人が本堂にいっぱいになって懇志等もたくさんあげてくださる過去があったのかもしれませんが、それを望むことはできません。生活の糧を他に求めざるを得ない私ら夫婦は教員を続け、両親が寺院活動を退職してから行事ごとを細々と続けてきました。その一つ一つは気が引き締まり自分なりには力を入れてきたつもりです。
しかしながら、力足らずでご門徒さんの熱いご期待に応えられていなかったと思っております。社会の変化と言ってしまえば言い訳でしょう。ご門徒さんの寺をもっと魅力的な場にして欲しい、今のままではもっと積極的にお参りしようという気になれないという思いをひしひしと感じてきました。
私自身、宗祖親鸞さんの教えに出会い身震いするほどの感動を覚えました。しかし、自信教他信の境地に至っていないのが正直なところです。
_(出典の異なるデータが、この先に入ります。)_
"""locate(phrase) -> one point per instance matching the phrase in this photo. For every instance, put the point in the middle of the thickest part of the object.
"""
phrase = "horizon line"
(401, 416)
焦りにも似た思いを抱え、お釈迦さんの旧跡を6度訪ね、親鸞さんの跡を比叡山から越後・常陸へと追い、現地の方々とも交流をもったりもしました。また、行信教校で半年学び、本山の中央仏教学院の研究科に4年学びましたが、やはり身についたという実感は持てておりません。そのうちそのうちと思い80歳を超え、今に至っております。
受け継いでいくということ。
私金氏克弥(かなうじかつや)は2022年春、第22代住職を継承。
門徒さんのために門徒によって建立された信光寺。寺の子として生まれたのに寺のことを何も知らない私。
浄土真宗のことを何も知らない私。
幸いに息子の誕生に恵まれて、繋がれてきたこと繋いでいくことの意味を考えます。